A pip package is available, but right now this can not be installed using Conda.

```bash
pip install bridgestan
```

When we install nutpie with pip, we can also specify that we want optional
dependencies for Stan models using

```
pip install 'nutpie[stan]'
```

In addition, a C++ compiler needs to be available. For details see
[the Stan docs](https://mc-stan.org/docs/cmdstan-guide/cmdstan-installation.html#cpp-toolchain).

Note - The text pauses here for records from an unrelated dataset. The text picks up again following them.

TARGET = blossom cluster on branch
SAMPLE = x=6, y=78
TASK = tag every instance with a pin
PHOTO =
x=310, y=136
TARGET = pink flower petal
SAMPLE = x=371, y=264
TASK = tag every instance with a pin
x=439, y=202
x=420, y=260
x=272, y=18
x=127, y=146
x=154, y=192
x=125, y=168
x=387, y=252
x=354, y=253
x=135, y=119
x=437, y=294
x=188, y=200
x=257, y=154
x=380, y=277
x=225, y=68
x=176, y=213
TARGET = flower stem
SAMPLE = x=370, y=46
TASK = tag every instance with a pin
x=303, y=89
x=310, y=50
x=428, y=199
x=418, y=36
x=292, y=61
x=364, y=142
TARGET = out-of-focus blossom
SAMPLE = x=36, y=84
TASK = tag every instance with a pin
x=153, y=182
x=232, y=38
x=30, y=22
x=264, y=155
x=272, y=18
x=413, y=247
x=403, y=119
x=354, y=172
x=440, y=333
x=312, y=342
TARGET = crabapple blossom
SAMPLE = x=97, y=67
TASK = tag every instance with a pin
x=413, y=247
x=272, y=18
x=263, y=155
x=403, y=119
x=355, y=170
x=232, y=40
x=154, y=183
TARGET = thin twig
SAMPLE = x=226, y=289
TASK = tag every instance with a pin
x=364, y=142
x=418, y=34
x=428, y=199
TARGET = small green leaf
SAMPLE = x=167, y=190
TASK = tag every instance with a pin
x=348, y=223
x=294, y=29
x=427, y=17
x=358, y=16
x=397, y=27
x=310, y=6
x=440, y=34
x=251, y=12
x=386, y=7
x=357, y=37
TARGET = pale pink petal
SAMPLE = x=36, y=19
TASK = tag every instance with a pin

We can then compile a Stan model, and sample using nutpie:

```python
import nutpie

code = """
data {
    real mu;
}
parameters {
    real x;
}
model {
    x ~ normal(mu, 1);
}
"""

compiled = nutpie.compile_stan_model(code=code)
# Provide data
compiled = compiled.with_data(mu=3.)
trace = nutpie.sample(compiled)
```

## Advantages

nutpie uses [`nuts-rs`](https://github.com/pymc-devs/nuts-rs), a library written in Rust, that implements NUTS as in
PyMC and Stan, but with a slightly different mass matrix tuning method as
those. It often produces a higher effective sample size per gradient
evaluation, and tends to converge faster and with fewer gradient evaluation.